The companies said it would take six months to a year to close the deal, under which Caremark holders would get 1.67 CVS shares for each Caremark share. Billed as a "merger of equals," the company, to be called CVS/Caremark, will be based in Woonsocket, R.I., where CVS is located. Its PBM business would be located in Nashville, Tenn., where Caremark has its headquarters. Mr. Crawford will be chairman; Mr. Ryan will be the chief executive. The board will be split equally between Caremark and CVS representatives.
Investors reacted harshly to the deal, largely because CVS was offering only a narrow premium of about $3 a share, using Monday's closing prices of the stocks. Yesterday, CVS shares closed down $2.32, or 7.4%, to $29.06 as of 4 p.m. in New York Stock Exchange composite trading. Based on that price, the deal would be valued at $20.9 billion. Caremark shares were down $1.46, or 2%, to $48.17 in Big Board trading.

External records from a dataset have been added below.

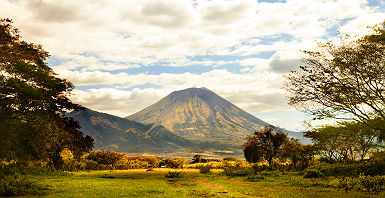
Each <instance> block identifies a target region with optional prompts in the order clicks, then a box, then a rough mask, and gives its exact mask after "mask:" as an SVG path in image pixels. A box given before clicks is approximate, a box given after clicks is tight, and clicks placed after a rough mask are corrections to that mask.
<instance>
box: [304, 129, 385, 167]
mask: <svg viewBox="0 0 385 198" xmlns="http://www.w3.org/2000/svg"><path fill="white" fill-rule="evenodd" d="M377 133H378V131H377V130H375V129H373V128H371V127H368V126H367V125H365V124H362V123H360V122H340V123H339V124H338V125H334V126H333V125H324V126H321V127H318V128H315V129H313V130H310V131H306V132H305V137H308V138H311V139H312V140H313V143H314V146H315V147H316V148H318V150H319V152H320V154H321V155H324V156H325V157H327V158H328V160H329V161H332V160H342V161H345V162H346V161H349V160H355V159H356V158H357V157H358V156H359V157H360V158H361V160H364V159H365V157H366V156H367V154H368V152H369V151H370V150H372V149H376V148H379V146H380V144H379V142H378V139H377V138H376V137H377V136H378V134H377Z"/></svg>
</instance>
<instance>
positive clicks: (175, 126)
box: [125, 88, 303, 141]
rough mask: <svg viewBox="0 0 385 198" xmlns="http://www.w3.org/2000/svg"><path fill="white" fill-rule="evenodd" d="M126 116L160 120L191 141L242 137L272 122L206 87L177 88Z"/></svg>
mask: <svg viewBox="0 0 385 198" xmlns="http://www.w3.org/2000/svg"><path fill="white" fill-rule="evenodd" d="M125 118H126V119H128V120H133V121H137V122H141V123H147V124H148V123H159V124H161V125H163V126H165V127H166V128H167V129H169V130H170V131H172V132H174V133H175V134H177V135H179V136H181V137H184V138H186V139H190V140H199V139H202V138H210V139H215V140H226V139H227V140H230V141H231V140H236V139H238V140H239V139H243V138H245V137H246V136H247V135H250V134H252V133H253V132H254V131H255V130H258V129H259V128H260V127H266V126H268V125H270V124H269V123H267V122H265V121H263V120H261V119H259V118H257V117H255V116H253V115H251V114H250V113H248V112H246V111H244V110H242V109H241V108H239V107H237V106H235V105H234V104H232V103H231V102H229V101H227V100H225V99H224V98H222V97H220V96H219V95H217V94H216V93H214V92H212V91H211V90H209V89H207V88H187V89H183V90H179V91H174V92H172V93H170V94H169V95H167V96H166V97H164V98H162V99H161V100H159V101H157V102H156V103H154V104H152V105H150V106H148V107H147V108H145V109H143V110H141V111H139V112H137V113H134V114H132V115H130V116H127V117H125ZM282 131H283V132H286V133H288V134H289V136H292V137H295V138H297V139H303V138H302V134H301V133H296V132H292V131H288V130H284V129H282Z"/></svg>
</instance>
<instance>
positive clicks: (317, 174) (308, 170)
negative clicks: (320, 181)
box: [303, 169, 323, 178]
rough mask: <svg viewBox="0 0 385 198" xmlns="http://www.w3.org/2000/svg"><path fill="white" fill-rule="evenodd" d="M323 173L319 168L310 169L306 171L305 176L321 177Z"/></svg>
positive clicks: (305, 177)
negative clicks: (318, 169) (317, 169)
mask: <svg viewBox="0 0 385 198" xmlns="http://www.w3.org/2000/svg"><path fill="white" fill-rule="evenodd" d="M322 176H323V174H322V173H321V172H320V171H319V170H315V169H310V170H307V171H306V172H305V175H304V176H303V177H304V178H320V177H322Z"/></svg>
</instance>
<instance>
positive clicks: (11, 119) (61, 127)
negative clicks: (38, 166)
mask: <svg viewBox="0 0 385 198" xmlns="http://www.w3.org/2000/svg"><path fill="white" fill-rule="evenodd" d="M47 57H48V52H46V51H44V50H43V49H42V47H41V45H35V44H33V43H27V42H25V41H23V40H21V37H20V35H19V31H18V29H16V28H14V27H13V26H12V21H11V20H10V19H0V148H1V149H0V159H6V160H11V159H17V160H46V159H50V161H51V163H52V165H54V166H55V167H56V168H59V165H60V155H59V153H60V151H61V150H62V149H64V148H68V149H71V150H72V151H73V152H75V154H78V153H81V152H84V151H88V150H90V149H91V148H92V146H93V139H92V138H91V137H89V136H86V137H84V136H83V134H82V132H80V131H79V130H78V129H79V128H80V126H79V124H78V123H77V122H76V121H74V120H73V119H71V118H67V117H65V112H66V111H67V110H73V109H78V108H81V107H80V106H79V105H77V104H74V103H72V102H71V101H70V99H69V98H68V96H69V94H70V92H71V90H72V89H73V88H74V86H73V85H72V84H71V83H70V82H68V81H66V80H63V79H60V78H58V77H56V76H55V74H54V72H53V71H52V69H51V68H49V67H48V66H47V64H46V63H45V61H46V59H47Z"/></svg>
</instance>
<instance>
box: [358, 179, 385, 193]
mask: <svg viewBox="0 0 385 198" xmlns="http://www.w3.org/2000/svg"><path fill="white" fill-rule="evenodd" d="M358 183H359V184H360V185H361V189H362V190H363V191H366V192H368V193H370V194H379V193H380V192H381V191H382V190H383V189H384V185H385V178H384V177H383V176H374V177H373V176H365V175H360V176H359V177H358Z"/></svg>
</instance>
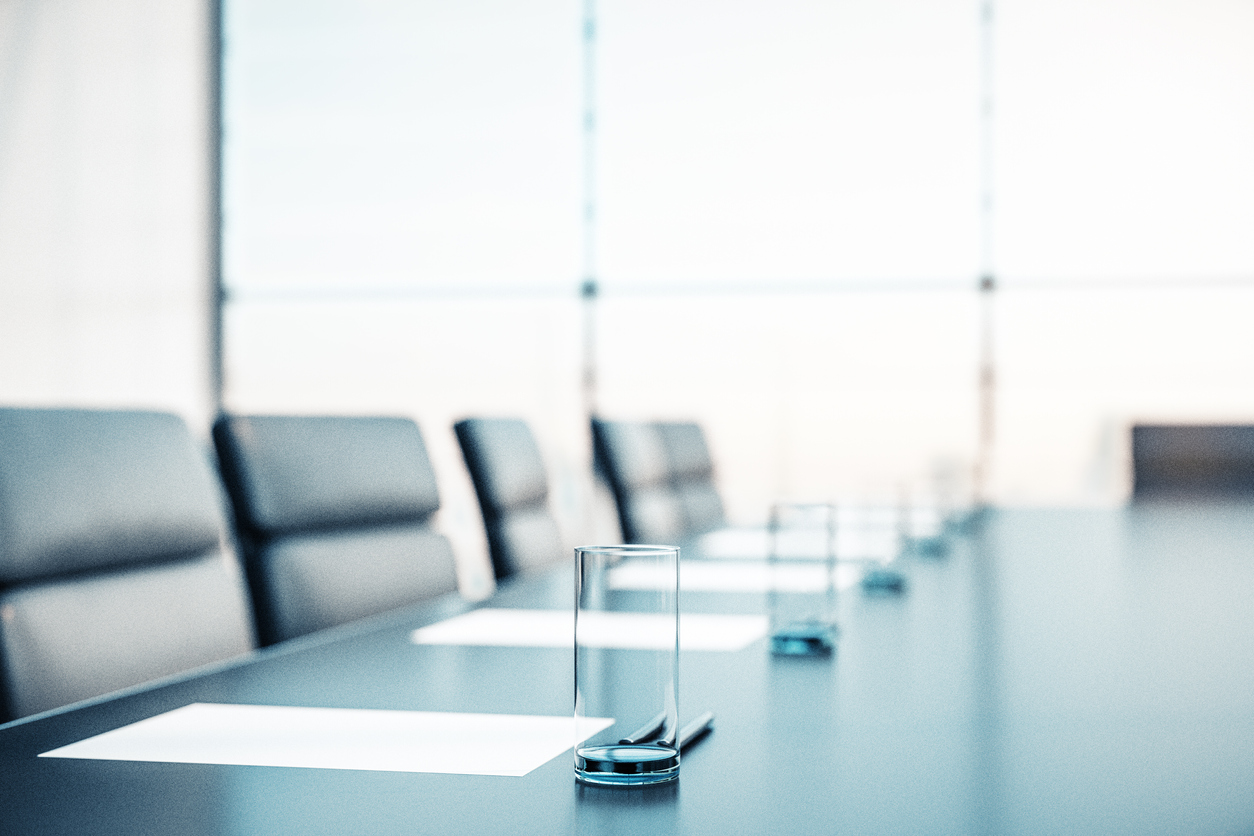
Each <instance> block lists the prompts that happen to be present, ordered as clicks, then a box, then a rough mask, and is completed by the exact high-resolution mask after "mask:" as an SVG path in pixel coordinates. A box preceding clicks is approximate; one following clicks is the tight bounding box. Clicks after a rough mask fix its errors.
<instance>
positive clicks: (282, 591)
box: [213, 415, 456, 644]
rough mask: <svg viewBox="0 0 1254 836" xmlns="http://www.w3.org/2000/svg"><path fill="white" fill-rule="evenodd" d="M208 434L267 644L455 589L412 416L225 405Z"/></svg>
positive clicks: (434, 498)
mask: <svg viewBox="0 0 1254 836" xmlns="http://www.w3.org/2000/svg"><path fill="white" fill-rule="evenodd" d="M213 441H214V444H216V445H217V450H218V460H219V461H221V466H222V475H223V480H224V481H226V485H227V493H228V494H229V495H231V504H232V506H233V508H234V514H236V526H237V530H238V533H240V541H241V545H242V546H243V554H245V569H246V573H247V577H248V584H250V587H251V588H252V593H253V605H255V608H256V614H257V627H258V633H260V635H261V640H262V643H263V644H273V643H276V642H282V640H285V639H290V638H295V637H297V635H303V634H306V633H312V632H314V630H320V629H324V628H327V627H334V625H336V624H344V623H346V622H351V620H355V619H359V618H364V617H367V615H374V614H377V613H382V612H385V610H390V609H395V608H398V607H403V605H405V604H411V603H415V602H419V600H423V599H425V598H431V597H435V595H439V594H441V593H448V592H453V590H454V589H456V573H455V564H454V558H453V549H451V546H450V545H449V541H448V540H446V539H445V538H444V535H441V534H439V533H438V531H435V530H434V529H433V528H431V525H430V519H431V515H433V514H435V511H436V510H438V509H439V506H440V498H439V491H438V489H436V484H435V473H434V471H433V470H431V464H430V461H429V460H428V457H426V447H425V445H424V444H423V436H421V434H420V432H419V429H418V425H416V424H414V422H413V421H410V420H408V419H400V417H335V416H273V415H270V416H229V415H223V416H221V417H218V420H217V421H216V422H214V425H213Z"/></svg>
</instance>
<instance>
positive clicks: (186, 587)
mask: <svg viewBox="0 0 1254 836" xmlns="http://www.w3.org/2000/svg"><path fill="white" fill-rule="evenodd" d="M206 452H207V451H204V450H203V449H202V447H201V446H199V445H197V444H196V442H194V441H193V440H192V437H191V435H189V434H188V431H187V426H186V425H184V424H183V421H182V420H181V419H179V417H177V416H174V415H167V414H162V412H122V411H90V410H68V409H53V410H41V409H0V682H3V702H4V706H3V711H4V714H5V717H6V718H14V717H21V716H25V714H30V713H34V712H39V711H44V709H49V708H55V707H58V706H63V704H66V703H70V702H76V701H79V699H85V698H89V697H95V696H99V694H102V693H107V692H109V691H115V689H118V688H124V687H129V686H134V684H138V683H142V682H145V681H149V679H155V678H159V677H164V676H169V674H174V673H178V672H182V671H186V669H188V668H193V667H198V666H202V664H207V663H211V662H218V661H222V659H227V658H231V657H234V656H238V654H242V653H247V652H248V651H251V649H252V648H253V647H255V638H253V629H252V619H251V615H250V612H248V602H247V594H246V590H245V584H243V578H242V577H241V573H240V567H238V564H237V563H236V559H234V555H233V553H232V550H231V546H229V545H228V541H227V539H226V530H227V529H226V508H224V499H223V496H222V493H221V486H219V485H218V481H217V479H216V478H214V475H213V469H212V466H211V464H209V459H208V456H207V455H206Z"/></svg>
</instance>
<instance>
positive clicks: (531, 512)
mask: <svg viewBox="0 0 1254 836" xmlns="http://www.w3.org/2000/svg"><path fill="white" fill-rule="evenodd" d="M453 430H454V431H455V432H456V435H458V442H459V444H460V445H461V455H463V457H464V459H465V461H466V469H468V470H469V471H470V480H472V481H473V483H474V490H475V495H477V496H478V498H479V510H482V511H483V524H484V529H485V530H487V533H488V550H489V553H490V554H492V567H493V572H494V573H495V574H497V579H498V580H500V579H504V578H509V577H510V575H514V574H517V573H519V572H525V570H527V569H530V568H533V567H539V565H545V564H552V563H554V562H557V560H561V559H562V558H564V556H566V546H563V545H562V535H561V533H559V531H558V528H557V523H556V521H554V519H553V515H552V514H551V513H549V509H548V478H547V475H545V473H544V461H543V460H542V459H540V451H539V447H537V446H535V439H534V437H533V436H532V431H530V429H529V427H528V426H527V424H525V422H524V421H520V420H517V419H465V420H463V421H458V422H456V424H455V425H453Z"/></svg>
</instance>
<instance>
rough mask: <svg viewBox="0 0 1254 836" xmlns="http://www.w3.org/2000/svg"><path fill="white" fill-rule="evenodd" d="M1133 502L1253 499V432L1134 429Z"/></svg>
mask: <svg viewBox="0 0 1254 836" xmlns="http://www.w3.org/2000/svg"><path fill="white" fill-rule="evenodd" d="M1132 479H1134V483H1132V496H1134V499H1137V500H1142V499H1205V498H1216V499H1218V498H1251V496H1254V426H1249V425H1244V426H1243V425H1228V426H1223V425H1209V426H1198V425H1193V426H1188V425H1140V426H1134V427H1132Z"/></svg>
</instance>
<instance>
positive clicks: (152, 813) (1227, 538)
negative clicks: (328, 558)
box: [0, 504, 1254, 836]
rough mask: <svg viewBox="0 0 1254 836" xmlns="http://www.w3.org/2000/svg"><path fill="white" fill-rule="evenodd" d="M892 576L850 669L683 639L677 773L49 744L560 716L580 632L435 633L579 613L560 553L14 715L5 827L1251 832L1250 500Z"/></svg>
mask: <svg viewBox="0 0 1254 836" xmlns="http://www.w3.org/2000/svg"><path fill="white" fill-rule="evenodd" d="M897 568H898V569H899V570H900V572H903V573H904V575H905V578H907V583H908V587H907V590H905V593H904V594H900V595H889V594H880V595H873V594H868V593H865V592H863V590H861V589H859V588H858V587H851V588H849V589H845V590H844V592H841V594H840V597H839V623H840V635H839V642H838V649H836V653H835V656H834V657H831V658H786V657H772V656H771V654H770V653H769V649H767V640H766V639H765V638H757V639H755V640H751V642H749V643H747V644H746V645H744V647H740V648H739V649H736V648H732V649H727V648H724V649H683V651H681V658H680V714H681V719H685V718H687V717H692V716H695V714H697V713H700V712H702V711H706V709H709V711H712V712H715V716H716V722H715V728H714V732H712V733H711V734H709V736H707V737H706V738H705V739H702V741H701V742H698V743H696V745H695V746H692V747H691V748H690V750H687V751H685V753H683V757H682V766H681V777H680V780H678V781H677V782H675V783H672V785H668V786H660V787H642V788H601V787H589V786H582V785H579V783H577V782H576V781H574V777H573V770H572V756H571V751H569V747H567V750H566V751H564V752H562V753H558V755H554V756H553V757H551V758H549V760H545V761H543V762H542V763H539V765H537V766H534V768H530V770H529V771H527V772H525V773H524V775H519V776H499V775H466V773H455V772H413V771H396V770H377V768H320V767H311V766H243V765H222V763H188V762H162V761H155V760H154V761H128V760H100V758H89V757H73V756H69V755H66V756H61V757H40V756H41V755H46V753H50V752H55V751H56V750H60V748H61V747H69V748H66V752H73V751H74V750H73V746H74V745H82V743H83V742H84V741H92V739H97V738H98V736H102V734H104V733H107V732H113V731H117V729H128V728H139V726H137V724H138V723H140V722H142V721H152V719H153V718H161V717H173V716H177V712H178V711H184V712H186V711H189V709H191V708H194V707H197V706H209V707H214V706H216V707H227V708H231V707H248V706H253V707H290V708H300V707H308V708H317V709H351V711H350V714H351V716H354V717H357V716H371V717H374V716H376V714H377V716H386V717H401V718H404V717H408V716H409V712H413V713H414V716H419V713H423V712H448V713H449V716H450V717H451V716H454V714H519V716H528V717H556V718H563V719H562V721H559V722H563V723H564V722H566V718H569V717H571V714H572V692H573V681H572V656H573V652H572V649H571V648H568V647H567V648H562V647H524V645H518V647H508V645H492V644H440V643H429V644H420V643H415V640H414V635H415V634H414V630H415V629H419V628H424V627H429V625H434V624H439V623H444V622H445V619H449V618H450V617H456V615H459V614H461V613H465V612H468V610H474V609H475V608H488V609H493V610H514V609H527V610H562V609H568V608H569V607H571V605H572V598H573V589H572V587H573V583H572V574H571V568H569V567H568V565H564V564H563V565H561V567H558V568H557V569H554V570H552V572H548V573H542V574H538V575H534V577H525V578H523V579H520V580H518V582H514V583H510V584H505V585H502V588H500V589H499V590H498V592H497V594H495V595H494V597H493V598H492V599H490V600H488V602H483V603H480V604H468V603H464V602H461V600H459V599H455V598H451V599H440V600H435V602H431V603H428V604H423V605H418V607H414V608H409V609H404V610H399V612H394V613H390V614H387V615H384V617H379V618H375V619H370V620H367V622H360V623H356V624H352V625H347V627H344V628H337V629H334V630H327V632H325V633H321V634H317V635H312V637H306V638H303V639H297V640H295V642H290V643H287V644H283V645H278V647H275V648H270V649H265V651H261V652H257V653H255V654H252V656H250V657H247V658H243V659H241V661H237V662H232V663H228V664H223V666H218V667H216V668H212V669H207V671H199V672H196V673H193V674H191V676H187V677H183V678H177V679H172V681H167V682H163V683H159V684H157V686H153V687H147V688H137V689H132V691H128V692H125V693H122V694H117V696H113V697H108V698H102V699H99V701H94V702H90V703H85V704H80V706H74V707H69V708H66V709H61V711H56V712H50V713H46V714H43V716H38V717H34V718H28V719H24V721H18V722H14V723H9V724H8V726H3V727H0V832H4V833H6V835H8V833H31V835H35V833H75V835H82V833H99V835H112V833H188V835H194V833H213V835H226V833H232V835H234V833H240V835H243V833H248V835H255V833H335V835H337V836H341V835H345V833H568V832H573V833H670V832H673V833H711V835H712V833H720V835H724V833H801V832H804V833H835V832H848V833H1137V835H1145V833H1245V835H1249V833H1254V508H1246V506H1241V505H1234V504H1226V505H1225V504H1211V505H1191V506H1186V505H1155V506H1130V508H1124V509H1093V510H1077V509H1055V510H1048V509H1045V510H1042V509H1022V510H996V511H992V513H989V514H988V515H987V516H986V518H984V519H983V520H982V523H981V525H979V526H978V528H977V529H976V530H974V531H972V533H969V534H967V535H963V536H956V538H954V539H953V540H952V545H951V548H949V550H948V553H947V554H943V555H933V556H915V558H909V556H907V558H903V559H902V560H899V562H898V564H897ZM762 605H764V595H762V594H760V593H754V592H711V590H690V589H685V590H682V592H681V609H682V610H683V612H685V613H693V614H719V615H744V617H752V615H760V614H761V613H762ZM614 653H622V654H624V656H623V659H624V663H627V661H630V654H632V653H633V651H630V649H623V651H614ZM361 709H372V711H374V712H376V713H371V714H364V713H362V711H361ZM248 711H257V709H248ZM380 711H382V712H391V713H386V714H381V713H377V712H380ZM401 712H405V713H401ZM350 714H346V716H350ZM227 716H229V713H228V714H227ZM311 716H314V717H320V716H322V714H311ZM329 716H330V714H329ZM424 716H431V714H424ZM262 731H263V729H262ZM207 733H208V732H207ZM571 733H572V736H573V721H572V732H571ZM99 739H105V738H103V737H100V738H99Z"/></svg>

Drugstore and PBM stocks have been under pressure. Both sectors declined after Wal-Mart Stores Inc. said in September that it would charge $4 for a 30-day prescription of certain generic drugs at stores in the Tampa, Fla. area. Wal-Mart quickly expanded that program to stores in 27 states.
Another factor pressing on PBMs and retailers recently has been a looming cut in branded-drug list prices, prompted by industry litigation. The list prices are used as benchmarks for reimbursing PBMs and drugstores and the potential reduction is expected by some analysts to lower their revenues and profits.
Mr. Ryan said the actions of Wal-Mart "were never part of the equation" in merging with Caremark.
CVS competitor Walgreen already operates a PBM, called Walgreens Health Initiatives. However, in August it lost its major corporate client: Ovations, the senior health-care unit of UnitedHealth Group Inc. Walgreen had been handling Medicare Part D prescriptions for Ovations, but UnitedHealth decided to bring the processing in-house.
Michael Polzin, a Walgreen spokesman, said the company plans to grow its PBM business, but he wouldn't address whether it will make any acquisitions.